Although the NCDB is subject to variability in local practices for staging and neoadjuvant therapy protocols, this heterogeneity also improves generalizability of our findings. We tried to overcome this by strict inclusion/exclusion criteria intended to focus the study on pertinent patient populations, which may have introduced a selection bias. We excluded patients with local excision and those with positive surgical margins, as these patients are at increased risk for local recurrence. Provision of adjuvant radiotherapy was rare. As the indications for adjuvant radiotherapy as well as its impact on outcomes are unclear, these patients were also excluded. Although these exclusions seem appropriate for a study assessing the prognostic value of clinical versus pathologic stage for patients with rectal cancer receiving neoadjuvant therapy, careful statistical analysis remains necessary to ensure the reliability of the results. We employed inverse probability weighting by generating predicted probabilities of inclusion for each subject, including subjects excluded from the main analysis, and applying heavier statistical weight to subjects that were under-represented in the main analysis. When applying the inverse probability weights, pathologic staging yielded highly accurate prognostic information compared to clinical staging, similar to the main analysis.

Despite these limitations, the resultant data were definitive.
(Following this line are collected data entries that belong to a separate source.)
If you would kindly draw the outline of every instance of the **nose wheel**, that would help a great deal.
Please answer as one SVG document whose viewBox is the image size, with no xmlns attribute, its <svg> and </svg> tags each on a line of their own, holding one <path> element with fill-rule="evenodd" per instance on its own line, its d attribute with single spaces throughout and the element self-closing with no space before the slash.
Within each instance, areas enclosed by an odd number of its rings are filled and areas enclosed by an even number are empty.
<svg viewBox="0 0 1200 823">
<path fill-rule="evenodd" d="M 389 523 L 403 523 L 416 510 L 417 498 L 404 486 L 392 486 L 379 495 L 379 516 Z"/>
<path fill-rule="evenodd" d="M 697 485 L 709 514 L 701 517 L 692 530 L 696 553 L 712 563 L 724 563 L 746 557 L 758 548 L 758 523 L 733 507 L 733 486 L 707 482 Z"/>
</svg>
For a patient undergoing neoadjuvant radiation with stage II-III rectal cancer, the presenting clinical stage was largely irrelevant in predicting prognosis. Conversely, the postoperative pathologic stage was highly prognostic, to the point that stage III patients downstaged to ypT1N0 disease demonstrated equivalent outcomes to patients presenting with early stage cT1N0 disease proceeding directly to surgery. Our results are highly relevant to discussions with patients presenting with locoregional disease, as their prognosis ultimately hinges on their response to neoadjuvant radiation, and may be significantly more favorable.
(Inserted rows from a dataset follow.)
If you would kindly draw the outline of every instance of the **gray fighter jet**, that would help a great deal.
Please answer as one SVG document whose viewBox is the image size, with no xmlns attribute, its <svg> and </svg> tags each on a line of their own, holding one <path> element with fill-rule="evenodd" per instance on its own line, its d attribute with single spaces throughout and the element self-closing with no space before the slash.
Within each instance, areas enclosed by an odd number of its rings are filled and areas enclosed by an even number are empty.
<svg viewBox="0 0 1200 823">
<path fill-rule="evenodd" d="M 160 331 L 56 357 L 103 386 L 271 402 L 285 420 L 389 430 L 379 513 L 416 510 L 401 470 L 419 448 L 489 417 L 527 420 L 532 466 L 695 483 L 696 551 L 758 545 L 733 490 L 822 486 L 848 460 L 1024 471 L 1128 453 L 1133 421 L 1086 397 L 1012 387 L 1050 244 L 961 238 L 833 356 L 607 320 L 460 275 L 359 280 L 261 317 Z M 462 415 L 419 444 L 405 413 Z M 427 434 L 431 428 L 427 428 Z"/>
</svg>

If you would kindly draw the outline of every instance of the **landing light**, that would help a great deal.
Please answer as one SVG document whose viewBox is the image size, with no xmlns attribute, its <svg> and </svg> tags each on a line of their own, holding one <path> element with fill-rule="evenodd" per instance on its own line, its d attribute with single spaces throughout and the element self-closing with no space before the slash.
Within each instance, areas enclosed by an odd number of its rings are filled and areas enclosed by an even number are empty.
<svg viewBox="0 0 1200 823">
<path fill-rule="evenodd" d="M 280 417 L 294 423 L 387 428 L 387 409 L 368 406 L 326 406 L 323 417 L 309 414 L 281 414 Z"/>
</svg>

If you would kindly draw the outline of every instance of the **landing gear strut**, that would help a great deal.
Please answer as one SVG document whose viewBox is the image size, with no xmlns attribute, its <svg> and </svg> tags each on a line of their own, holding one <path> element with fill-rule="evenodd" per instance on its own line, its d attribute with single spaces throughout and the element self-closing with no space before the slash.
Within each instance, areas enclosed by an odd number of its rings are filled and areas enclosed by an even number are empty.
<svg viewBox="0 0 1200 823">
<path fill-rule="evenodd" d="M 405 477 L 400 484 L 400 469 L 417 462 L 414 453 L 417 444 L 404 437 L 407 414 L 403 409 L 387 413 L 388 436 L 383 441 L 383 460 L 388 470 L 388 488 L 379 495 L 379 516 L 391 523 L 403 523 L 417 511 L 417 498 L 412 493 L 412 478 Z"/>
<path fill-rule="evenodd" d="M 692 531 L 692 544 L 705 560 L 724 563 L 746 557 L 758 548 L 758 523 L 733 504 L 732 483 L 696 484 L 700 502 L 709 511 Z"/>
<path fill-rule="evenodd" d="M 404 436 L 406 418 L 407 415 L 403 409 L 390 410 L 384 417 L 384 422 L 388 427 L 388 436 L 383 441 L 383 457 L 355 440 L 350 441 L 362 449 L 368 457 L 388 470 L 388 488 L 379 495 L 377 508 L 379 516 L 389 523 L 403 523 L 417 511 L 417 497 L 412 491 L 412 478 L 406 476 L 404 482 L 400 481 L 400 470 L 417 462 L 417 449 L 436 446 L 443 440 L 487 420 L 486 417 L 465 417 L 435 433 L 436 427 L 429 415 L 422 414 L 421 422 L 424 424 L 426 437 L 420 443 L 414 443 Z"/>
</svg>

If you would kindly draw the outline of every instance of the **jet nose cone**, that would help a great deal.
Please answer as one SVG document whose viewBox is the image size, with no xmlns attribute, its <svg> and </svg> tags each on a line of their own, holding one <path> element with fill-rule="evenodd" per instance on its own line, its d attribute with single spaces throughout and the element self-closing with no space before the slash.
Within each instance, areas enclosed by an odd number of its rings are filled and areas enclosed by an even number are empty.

Several important questions remain. The accuracy of clinical staging is particularly relevant to our conclusions. This is commonly performed with endorectal ultrasound, magnetic resonance imaging (MRI), or both. The ideal approach remains controversial although the improving resolution of MRI and reproducibility is leading to increasing national reliance on MRI [5]. At this time, the NCDB does not allow for direct comparison of these methods. Similarly, molecular profiling is a promising adjunct to current staging methods, and its potential impact on prognostic accuracy is an area of ongoing investigation [6, 7]. Finally, the optimal interval between completion of neoadjuvant therapy and surgical resection also remains unclear [8, 9]. Future investigations targeting these knowledge gaps may continue to improve prognostic accuracy for patients with rectal cancer as therapeutic approaches continue to evolve.